In order to best represent our Transparency Value, it is just as important to clarify what the Gitaly team cannot prioritize currently. This does not mean that we do not recognize the need for some of these features, simply that we have a finite team.
Better Support for Administrative User Journeys
We want to ensure that in the future, we support user journeys such as adding, removing, and replacing nodes cleanly, and provide a basic administrative dashboard to monitor node health.
BIC (Best In Class) is an indicator of forecated near-term market performance based on a combination of factors, including analyst views, market news, and feedback from the sales and product teams. It is critical that we understand where GitLab appears in the BIC landscape.
The version control systems market is expected to be valued at close to US$550mn in the year 2021 and is estimated to reach US$971.8md by 2027 according to Future Market Insights which is broadly consistent with revenue estimates of GitHub ($250mn ARR) and Perforce ($130mn ARR). The opportunity for GitLab to grow with the market, and grow it's share of the version control market is significant.
Git is the market leading version control system, demonstrated by the 2018 Stack Overflow Developer Survey where over 88% of respondents use Git. Although there are alternatives to Git, Git remains dominant in open source software, usage by developers continues to grow, it installed by default on macOS and Linux, and the project itself continues to adapt to meet the needs of larger projects and enterprise customers who are adopting Git, like the Microsoft Windows project.
According to a 2016 Bitrise survey of mobile app developers, 62% of apps hosted by SaaS provider were hosted in GitHub, and 95% of apps are hosted in by a SaaS provider. These numbers provide an incomplete view of the industry, but broadly represent the large opportunity for growth in SaaS hosting on GitLab.com, and in self hosted where GitLab is already very successful.
Support large repositories
As applications mature, the existing code base continues to grow. As such, average repository sizes are on the rise and version control systems must be able to handle these large repositories in a performant manner. Additionally, many development tasks may require version control of large files, which again, should be handled seamlessly.
Ensure data safety
Application code has a very high value to organizations. It is unacceptable to have a solution which does not make it easy to ensure the integrity of your data, as well as provide easy means of backing up and restoring your data should something go wrong. Ideally, these solutions should use efficient and cost effective storage to optimize your business infrastructure.

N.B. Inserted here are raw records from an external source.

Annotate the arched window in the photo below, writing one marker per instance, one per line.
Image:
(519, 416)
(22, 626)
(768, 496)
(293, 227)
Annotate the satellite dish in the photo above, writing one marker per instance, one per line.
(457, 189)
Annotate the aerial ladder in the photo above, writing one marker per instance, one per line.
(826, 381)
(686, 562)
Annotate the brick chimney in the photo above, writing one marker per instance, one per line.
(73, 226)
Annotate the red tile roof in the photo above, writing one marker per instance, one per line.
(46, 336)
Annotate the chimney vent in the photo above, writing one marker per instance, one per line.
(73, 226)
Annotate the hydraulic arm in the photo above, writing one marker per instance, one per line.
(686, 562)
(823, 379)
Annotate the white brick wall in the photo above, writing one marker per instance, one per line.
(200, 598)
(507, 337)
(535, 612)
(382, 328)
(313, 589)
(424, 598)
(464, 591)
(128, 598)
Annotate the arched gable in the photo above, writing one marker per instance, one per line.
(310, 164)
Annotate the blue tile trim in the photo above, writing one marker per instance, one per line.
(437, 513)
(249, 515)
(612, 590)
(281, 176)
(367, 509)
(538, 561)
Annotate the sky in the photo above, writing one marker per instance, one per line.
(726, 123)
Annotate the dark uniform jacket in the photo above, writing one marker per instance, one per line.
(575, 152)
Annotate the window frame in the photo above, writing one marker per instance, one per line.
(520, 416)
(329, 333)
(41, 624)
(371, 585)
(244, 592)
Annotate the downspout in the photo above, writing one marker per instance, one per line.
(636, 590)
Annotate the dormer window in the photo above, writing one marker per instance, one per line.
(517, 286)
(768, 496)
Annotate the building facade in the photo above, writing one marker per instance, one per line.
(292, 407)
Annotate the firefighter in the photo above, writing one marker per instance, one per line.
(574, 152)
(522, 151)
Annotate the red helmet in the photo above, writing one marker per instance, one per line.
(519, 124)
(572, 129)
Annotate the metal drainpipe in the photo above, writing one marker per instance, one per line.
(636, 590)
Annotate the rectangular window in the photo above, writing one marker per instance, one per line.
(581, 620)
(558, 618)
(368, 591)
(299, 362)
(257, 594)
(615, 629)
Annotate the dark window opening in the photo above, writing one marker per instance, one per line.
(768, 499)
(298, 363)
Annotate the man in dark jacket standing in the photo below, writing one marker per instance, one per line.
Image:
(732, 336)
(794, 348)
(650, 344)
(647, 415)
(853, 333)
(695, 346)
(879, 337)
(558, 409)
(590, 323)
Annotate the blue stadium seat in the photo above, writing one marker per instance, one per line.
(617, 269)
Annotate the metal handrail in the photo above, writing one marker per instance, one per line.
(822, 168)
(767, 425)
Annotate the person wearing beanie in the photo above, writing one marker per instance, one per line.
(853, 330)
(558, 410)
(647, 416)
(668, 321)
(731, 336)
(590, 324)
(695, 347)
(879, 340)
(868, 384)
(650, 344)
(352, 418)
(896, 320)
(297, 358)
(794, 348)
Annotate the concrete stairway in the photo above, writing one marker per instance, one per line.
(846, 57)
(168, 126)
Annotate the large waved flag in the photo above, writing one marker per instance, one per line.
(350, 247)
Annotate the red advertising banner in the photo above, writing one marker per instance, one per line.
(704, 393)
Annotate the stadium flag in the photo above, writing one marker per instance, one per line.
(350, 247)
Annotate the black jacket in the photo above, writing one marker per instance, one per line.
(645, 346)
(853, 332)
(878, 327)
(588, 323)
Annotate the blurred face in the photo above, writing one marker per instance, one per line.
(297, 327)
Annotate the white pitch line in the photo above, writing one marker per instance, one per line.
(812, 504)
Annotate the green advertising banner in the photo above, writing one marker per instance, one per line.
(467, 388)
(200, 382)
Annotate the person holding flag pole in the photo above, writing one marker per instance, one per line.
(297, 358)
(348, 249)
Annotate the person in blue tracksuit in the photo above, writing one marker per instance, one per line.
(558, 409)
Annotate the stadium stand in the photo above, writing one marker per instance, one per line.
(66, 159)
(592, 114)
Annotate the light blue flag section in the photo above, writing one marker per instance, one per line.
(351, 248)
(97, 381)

Important competitors are GitHub.com and Perforce which, in relation to Gitaly, compete with GitLab in terms of raw Git performance and support for enormous repositories respectively.
Customers and prospects evaluating GitLab (GitLab.com and self hosted) benchmark GitLab's performance against GitHub.com, including Git performance. The Git performance of GitLab.com for easily benchmarked operations like cloning, fetching and pushing, show that GitLab.com similar to GitHub.com.
Perforce competes with GitLab primarily on its ability to support enormous repositories, either from binary files or monolithic repositories with extremely large numbers of files and history. This competitive advantage comes naturally from its centralized design which means only the files immediately needed by the user are downloaded. Given sufficient support in Git for partial clone, and sufficient performance in GitLab for enormous repositories, existing customers are waiting to migrate to GitLab.